WiMAX operators demanding to offer voice services is nothing new, even South Korean giant KT has long argued – unsuccessfully so far - that it should be allowed to offer voice services in order to increase the attractiveness of its WiBRO network.

The problem for the Taiwanese WiMAX licensees is not just that the NCC will surely reject their request but also that in trying to change their business model at the last minute they are acknowledging they are currently doomed to failure with their current plans to launch standalone WiMAX services.
The Taiwanese government has pushed long and hard to make the country the WiMAX hub of Asia and has put huge pressure on local operators to build a strong local WiMAX market in order to help create a strong global WiMAX market to which local hardware manufacturers could sell WiMAX products.
The problem is of course – as is often the case when governments inject their own interests into the commercial world – that there always comes a point in which the commercial reality simply overwhelms the political demands of the government.
The commercial reality in Taiwan – as in the rest of the developed markets across the globe – is that WiMAX operators face a very tough – some might say impossible – task to find a successful business model against established fixed-line and mobile broadband players.
Taiwan’s WiMAX licensees are entering a market where fixed-line broadband penetration is already headed towards 80% and an incumbent player, Chunghwa Telecom, has a 90% share of the broadband market and is also beginning to rollout FTTH.
In addition, the licensees must also overcome the fact that there are already four mobile operators in the market – CHT, Taiwan Mobile, Far EasTone and Vibo Telecom - offering HSPA-based mobile broadband services.
It may well be the case that the WiMAX operators can offer much better quality mobile broadband services than those being offered by the mobile operators via HSPA – but that is not the point.

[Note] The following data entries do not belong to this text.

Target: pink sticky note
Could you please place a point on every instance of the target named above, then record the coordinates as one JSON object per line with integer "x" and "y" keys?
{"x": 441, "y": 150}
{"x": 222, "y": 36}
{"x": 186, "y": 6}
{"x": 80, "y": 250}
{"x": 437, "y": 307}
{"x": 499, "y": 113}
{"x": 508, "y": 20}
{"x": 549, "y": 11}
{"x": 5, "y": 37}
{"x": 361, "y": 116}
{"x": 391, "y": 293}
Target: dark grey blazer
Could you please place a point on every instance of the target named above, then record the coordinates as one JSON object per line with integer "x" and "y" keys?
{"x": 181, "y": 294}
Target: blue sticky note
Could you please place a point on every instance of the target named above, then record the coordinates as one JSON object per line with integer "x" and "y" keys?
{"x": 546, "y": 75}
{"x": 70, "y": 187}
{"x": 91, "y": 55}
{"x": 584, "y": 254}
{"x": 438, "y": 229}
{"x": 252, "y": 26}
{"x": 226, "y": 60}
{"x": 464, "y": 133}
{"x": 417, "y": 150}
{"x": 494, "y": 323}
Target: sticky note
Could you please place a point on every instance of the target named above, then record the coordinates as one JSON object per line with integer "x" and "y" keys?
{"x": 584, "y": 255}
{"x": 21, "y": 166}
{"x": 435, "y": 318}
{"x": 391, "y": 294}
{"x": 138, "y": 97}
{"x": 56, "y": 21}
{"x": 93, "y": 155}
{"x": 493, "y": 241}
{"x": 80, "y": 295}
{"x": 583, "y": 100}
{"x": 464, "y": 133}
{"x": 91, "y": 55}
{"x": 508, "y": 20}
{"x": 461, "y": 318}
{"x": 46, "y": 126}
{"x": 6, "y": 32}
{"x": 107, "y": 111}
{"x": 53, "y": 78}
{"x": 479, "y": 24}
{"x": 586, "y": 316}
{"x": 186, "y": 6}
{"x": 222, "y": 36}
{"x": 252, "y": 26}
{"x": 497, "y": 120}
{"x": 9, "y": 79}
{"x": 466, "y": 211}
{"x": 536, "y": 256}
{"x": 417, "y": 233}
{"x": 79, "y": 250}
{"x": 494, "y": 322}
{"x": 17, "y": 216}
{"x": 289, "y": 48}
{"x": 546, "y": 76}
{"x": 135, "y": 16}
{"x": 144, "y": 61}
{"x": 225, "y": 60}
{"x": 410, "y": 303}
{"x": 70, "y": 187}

The real point is whether or not those WiMAX licensees – with marketing budgets much smaller than those available to the big four mobile operators – can persuade subscribers to buy their better quality broadband service as a standalone offering without voice.
Right now the mobile operators are offering subscribers a voice service with a satisfactory mobile broadband service thrown into the deal, with discounts offered for subs signing up to both services.
It is just very hard to see how the WiMAX operators can match this value proposition, no matter how high the quality of their WiMAX service, because most subscribers will opt for the better value proposition and the WiMAX operators simply cannot offer that at the moment.
As the old saying has it, the road to hell is paved with good intentions, and there can be little doubt that the Taiwanese government acted with the best of intentions when it set out to make the country the WiMAX hub of the region and created such a crowded local WiMAX market with six licensees.
The unfortunate fact is though that the government was taking a huge gamble when it bet the house on WiMAX and that gamble is looking less and less likely to come off every time the GSM Association announces its latest blockbuster HSPA subscriber numbers.
The truth is that even if the NCC were to allow the WiMAX licensees to offer voice services – which won’t happen as there is simply no way it can allow six new entrants into the mobile market – that the WiMAX operators would still have an incredibly difficult task breaking into the market successfully.
Even allowing for the fact that they could offer better quality broadband services than their mobile operator rivals the WiMAX operators would be massively outgunned by their HSPA rivals in terms of the number and quality of handsets and devices that they could offer to subscribers.
Regardless of what concessions the WiMAX licensees can wring from the NCC in this last gasp mercy call on the regulator there can’t be much doubt that there is only so much a government can do to subjugate the relentless power of the market before the exercise becomes futile.
In Taiwan that has been a hard earned lesson indeed.